She grinned. ‘You spoke their names.’

‘Yes. Magic words. Where’s Jeff?’

She jerked her head towards the house. ‘On the terrace. Staring off towards the ocean, as usual. As if he could see Africa if he looked hard and long enough.’

‘How is he?’

She shrugged. ‘No better than last time you were here. No worse, either, I suppose. Up and down, as usual. He sleeps. He stares at the sea. Sometimes manic, usually depressive. He looks forward to his doctor’s visit. The highlight of his week. Except, of course, when you come to call.’ She hugged my arm against her breast. She was strong. I couldn’t have resisted if I’d wanted to. Which I didn’t. ‘Come on,’ she said. ‘You always cheer him up. And the martinis are all mixed.’

She led me into the cool interior of the house. Floor-to-ceiling windows gave a long view of the ocean. I paused by the series of glass cases that were lined up on the table beside the fireplace.

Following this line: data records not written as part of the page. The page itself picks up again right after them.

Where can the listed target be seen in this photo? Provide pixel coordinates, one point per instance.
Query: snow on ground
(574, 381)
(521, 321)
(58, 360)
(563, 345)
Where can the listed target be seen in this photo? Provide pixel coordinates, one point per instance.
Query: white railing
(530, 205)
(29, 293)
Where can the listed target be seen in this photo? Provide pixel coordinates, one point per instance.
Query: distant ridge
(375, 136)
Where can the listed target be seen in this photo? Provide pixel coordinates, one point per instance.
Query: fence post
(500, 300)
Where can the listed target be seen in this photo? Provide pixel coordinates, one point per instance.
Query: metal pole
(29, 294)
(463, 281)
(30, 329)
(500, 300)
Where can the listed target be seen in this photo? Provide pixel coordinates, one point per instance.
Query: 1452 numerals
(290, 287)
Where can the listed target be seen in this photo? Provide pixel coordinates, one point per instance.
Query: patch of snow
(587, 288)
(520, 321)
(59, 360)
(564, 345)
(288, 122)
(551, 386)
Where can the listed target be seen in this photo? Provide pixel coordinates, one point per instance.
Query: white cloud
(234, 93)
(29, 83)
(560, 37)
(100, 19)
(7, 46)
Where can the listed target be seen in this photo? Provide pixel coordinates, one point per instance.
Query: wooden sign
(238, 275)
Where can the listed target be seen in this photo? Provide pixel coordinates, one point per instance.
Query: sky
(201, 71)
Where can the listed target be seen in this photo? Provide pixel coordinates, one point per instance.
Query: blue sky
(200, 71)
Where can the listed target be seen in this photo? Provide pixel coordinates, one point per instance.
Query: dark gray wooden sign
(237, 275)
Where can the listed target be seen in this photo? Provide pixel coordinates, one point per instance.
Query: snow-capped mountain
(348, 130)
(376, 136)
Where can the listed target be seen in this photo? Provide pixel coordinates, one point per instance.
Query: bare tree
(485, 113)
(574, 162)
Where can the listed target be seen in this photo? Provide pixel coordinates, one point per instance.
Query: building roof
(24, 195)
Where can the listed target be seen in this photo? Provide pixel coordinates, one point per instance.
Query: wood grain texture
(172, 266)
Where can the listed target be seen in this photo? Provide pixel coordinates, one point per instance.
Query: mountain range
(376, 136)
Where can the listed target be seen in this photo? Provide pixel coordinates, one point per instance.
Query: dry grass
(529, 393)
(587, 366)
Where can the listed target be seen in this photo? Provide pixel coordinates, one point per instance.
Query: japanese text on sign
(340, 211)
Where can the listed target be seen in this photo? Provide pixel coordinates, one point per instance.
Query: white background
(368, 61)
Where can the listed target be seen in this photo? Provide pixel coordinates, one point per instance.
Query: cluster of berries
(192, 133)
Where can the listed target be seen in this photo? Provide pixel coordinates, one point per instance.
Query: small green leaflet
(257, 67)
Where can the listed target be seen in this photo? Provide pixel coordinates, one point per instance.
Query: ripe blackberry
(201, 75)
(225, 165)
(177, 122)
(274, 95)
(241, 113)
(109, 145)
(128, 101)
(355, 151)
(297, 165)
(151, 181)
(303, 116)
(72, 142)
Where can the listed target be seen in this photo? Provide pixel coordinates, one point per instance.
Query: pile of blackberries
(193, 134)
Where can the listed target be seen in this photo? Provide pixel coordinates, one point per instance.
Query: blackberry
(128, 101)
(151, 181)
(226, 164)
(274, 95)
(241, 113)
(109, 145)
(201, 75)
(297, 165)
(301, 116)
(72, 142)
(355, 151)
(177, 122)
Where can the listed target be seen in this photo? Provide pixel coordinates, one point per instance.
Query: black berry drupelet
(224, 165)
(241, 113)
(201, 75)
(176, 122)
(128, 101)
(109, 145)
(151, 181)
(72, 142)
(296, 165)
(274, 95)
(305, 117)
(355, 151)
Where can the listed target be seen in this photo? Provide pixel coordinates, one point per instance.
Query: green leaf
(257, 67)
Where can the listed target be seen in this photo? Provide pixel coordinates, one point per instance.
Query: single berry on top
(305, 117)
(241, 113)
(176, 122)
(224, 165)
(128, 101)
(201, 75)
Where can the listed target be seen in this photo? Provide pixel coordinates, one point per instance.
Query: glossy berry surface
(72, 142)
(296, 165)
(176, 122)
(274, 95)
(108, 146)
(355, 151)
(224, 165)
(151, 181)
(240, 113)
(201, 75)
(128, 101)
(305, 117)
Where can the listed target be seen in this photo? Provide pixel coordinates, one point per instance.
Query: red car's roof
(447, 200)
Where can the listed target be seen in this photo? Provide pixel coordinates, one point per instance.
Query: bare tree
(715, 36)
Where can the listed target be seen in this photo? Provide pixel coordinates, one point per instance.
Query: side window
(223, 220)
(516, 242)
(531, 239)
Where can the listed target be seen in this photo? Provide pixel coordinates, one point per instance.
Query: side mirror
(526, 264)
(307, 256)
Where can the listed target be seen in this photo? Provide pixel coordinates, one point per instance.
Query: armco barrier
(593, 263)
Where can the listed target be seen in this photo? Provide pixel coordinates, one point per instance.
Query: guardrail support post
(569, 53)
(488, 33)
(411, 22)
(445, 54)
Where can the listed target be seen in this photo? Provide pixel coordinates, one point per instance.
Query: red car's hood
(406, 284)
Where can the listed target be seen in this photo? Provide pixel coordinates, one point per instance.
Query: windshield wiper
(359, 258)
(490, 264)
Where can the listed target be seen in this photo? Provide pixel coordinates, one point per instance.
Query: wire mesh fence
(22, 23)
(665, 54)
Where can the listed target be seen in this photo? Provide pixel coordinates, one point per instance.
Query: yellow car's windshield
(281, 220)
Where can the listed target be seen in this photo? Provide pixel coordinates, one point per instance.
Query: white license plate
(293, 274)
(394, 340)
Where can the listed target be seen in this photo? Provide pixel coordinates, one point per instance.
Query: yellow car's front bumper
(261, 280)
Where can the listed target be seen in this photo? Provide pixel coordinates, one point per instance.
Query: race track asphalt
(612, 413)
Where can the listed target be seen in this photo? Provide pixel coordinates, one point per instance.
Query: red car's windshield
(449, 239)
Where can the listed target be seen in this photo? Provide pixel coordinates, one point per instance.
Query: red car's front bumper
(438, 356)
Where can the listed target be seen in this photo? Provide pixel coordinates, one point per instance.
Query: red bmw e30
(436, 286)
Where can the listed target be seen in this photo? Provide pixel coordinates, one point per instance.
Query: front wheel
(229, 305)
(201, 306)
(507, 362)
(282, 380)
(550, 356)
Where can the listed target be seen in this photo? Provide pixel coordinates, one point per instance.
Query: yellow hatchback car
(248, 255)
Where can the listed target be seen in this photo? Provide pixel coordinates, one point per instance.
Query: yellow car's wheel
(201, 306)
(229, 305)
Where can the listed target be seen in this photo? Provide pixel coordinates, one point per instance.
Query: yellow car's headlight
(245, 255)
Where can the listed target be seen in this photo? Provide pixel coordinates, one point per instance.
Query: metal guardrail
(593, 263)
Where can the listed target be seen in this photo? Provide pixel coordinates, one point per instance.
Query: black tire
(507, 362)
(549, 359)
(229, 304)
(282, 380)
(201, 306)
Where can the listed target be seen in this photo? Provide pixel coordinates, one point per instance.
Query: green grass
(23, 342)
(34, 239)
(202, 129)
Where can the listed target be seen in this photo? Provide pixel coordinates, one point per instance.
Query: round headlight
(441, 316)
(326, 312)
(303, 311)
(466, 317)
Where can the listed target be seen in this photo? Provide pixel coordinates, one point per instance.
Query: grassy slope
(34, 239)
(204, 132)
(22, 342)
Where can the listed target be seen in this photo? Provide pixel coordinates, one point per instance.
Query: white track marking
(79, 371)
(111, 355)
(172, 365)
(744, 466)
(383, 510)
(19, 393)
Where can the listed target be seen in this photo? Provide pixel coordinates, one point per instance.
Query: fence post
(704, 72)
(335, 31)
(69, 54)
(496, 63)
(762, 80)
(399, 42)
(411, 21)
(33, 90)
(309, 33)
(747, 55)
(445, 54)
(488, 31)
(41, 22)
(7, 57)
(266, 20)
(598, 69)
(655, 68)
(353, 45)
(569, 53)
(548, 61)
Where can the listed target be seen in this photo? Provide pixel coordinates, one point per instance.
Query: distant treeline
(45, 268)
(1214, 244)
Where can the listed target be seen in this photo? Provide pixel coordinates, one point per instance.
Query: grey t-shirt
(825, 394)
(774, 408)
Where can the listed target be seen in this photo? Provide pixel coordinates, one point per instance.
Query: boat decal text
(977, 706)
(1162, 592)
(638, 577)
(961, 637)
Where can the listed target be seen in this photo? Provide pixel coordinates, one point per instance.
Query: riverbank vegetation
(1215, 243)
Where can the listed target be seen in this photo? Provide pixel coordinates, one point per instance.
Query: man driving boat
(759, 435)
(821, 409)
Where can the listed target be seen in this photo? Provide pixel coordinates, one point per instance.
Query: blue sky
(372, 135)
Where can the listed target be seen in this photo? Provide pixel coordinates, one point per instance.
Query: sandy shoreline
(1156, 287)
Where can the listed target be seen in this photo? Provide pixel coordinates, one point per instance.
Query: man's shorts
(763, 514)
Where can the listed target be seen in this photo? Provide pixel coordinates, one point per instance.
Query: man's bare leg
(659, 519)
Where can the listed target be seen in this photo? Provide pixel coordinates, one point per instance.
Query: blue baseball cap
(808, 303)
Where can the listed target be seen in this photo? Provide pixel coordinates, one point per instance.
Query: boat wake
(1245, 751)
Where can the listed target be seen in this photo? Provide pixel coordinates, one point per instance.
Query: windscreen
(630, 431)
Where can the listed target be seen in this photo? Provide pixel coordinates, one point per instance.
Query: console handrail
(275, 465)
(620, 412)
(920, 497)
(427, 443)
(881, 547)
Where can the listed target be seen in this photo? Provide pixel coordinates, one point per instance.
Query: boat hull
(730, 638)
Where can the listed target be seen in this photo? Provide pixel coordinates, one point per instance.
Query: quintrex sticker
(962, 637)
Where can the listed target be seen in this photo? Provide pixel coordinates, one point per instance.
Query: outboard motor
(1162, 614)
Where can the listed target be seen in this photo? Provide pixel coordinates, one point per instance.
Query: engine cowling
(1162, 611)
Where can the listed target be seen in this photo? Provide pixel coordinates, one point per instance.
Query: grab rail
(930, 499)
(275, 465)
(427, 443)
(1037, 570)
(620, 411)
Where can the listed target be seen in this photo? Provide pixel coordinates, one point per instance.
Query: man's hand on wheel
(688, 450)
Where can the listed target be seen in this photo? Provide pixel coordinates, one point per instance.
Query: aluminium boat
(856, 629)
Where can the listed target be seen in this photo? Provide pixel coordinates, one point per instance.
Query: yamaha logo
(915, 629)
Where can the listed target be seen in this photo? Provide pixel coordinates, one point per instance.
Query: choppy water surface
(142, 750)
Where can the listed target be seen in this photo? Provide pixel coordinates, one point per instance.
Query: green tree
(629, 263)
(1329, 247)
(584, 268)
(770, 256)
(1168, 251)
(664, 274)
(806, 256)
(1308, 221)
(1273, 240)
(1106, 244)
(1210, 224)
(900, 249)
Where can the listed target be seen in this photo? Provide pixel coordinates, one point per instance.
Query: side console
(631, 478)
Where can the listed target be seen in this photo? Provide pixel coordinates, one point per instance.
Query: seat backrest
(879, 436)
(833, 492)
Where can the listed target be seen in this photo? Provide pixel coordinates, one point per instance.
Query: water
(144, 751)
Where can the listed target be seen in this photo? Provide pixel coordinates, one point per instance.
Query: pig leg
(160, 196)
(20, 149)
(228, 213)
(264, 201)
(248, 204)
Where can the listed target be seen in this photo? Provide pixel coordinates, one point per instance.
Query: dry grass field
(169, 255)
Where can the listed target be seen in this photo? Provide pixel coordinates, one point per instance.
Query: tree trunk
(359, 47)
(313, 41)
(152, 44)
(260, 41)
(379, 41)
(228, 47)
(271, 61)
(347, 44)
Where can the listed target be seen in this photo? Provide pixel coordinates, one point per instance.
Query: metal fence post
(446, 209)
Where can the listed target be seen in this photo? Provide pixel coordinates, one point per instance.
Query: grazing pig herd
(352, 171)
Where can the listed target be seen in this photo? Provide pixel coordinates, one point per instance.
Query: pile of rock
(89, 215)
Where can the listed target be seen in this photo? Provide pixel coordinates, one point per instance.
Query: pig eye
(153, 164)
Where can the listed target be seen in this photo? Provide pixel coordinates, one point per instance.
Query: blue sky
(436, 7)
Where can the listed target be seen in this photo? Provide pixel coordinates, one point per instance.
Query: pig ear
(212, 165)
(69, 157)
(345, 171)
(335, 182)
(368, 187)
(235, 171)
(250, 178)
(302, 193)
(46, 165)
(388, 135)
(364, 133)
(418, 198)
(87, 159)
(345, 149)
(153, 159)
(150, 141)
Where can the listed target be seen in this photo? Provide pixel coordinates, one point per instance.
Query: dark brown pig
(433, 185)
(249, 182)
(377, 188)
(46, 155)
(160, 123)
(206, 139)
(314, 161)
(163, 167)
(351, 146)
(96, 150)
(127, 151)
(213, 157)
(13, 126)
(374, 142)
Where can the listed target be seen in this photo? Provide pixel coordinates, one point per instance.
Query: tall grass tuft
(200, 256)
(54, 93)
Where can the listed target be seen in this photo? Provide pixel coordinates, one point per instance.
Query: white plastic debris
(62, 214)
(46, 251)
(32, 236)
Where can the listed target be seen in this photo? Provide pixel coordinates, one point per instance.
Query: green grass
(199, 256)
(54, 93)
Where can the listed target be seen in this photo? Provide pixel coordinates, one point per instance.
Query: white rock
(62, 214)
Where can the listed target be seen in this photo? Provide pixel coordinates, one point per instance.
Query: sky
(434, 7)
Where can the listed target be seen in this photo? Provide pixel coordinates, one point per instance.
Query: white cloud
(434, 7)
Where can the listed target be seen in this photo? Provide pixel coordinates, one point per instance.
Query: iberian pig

‘The jaguars,’ I said. ‘God, they’re beautiful.’

Lily, standing beside me still holding my arm, nodded. ‘I never tire of looking at them.’

There were seven of them, each under its own glass dome. Solid gold jaguars with oval emerald eyes, fashioned centuries earlier in the crude impressionistic style of Mayan artisans. Each was sixteen or eighteen inches long from the tip of nose to tip of tail. They had been moulded in different positions—some crouched, some caught in mid running stride, some standing with their heads held high, as if they were sniffing the jungle breezes. I had hefted one of them once, and its weight had surprised me.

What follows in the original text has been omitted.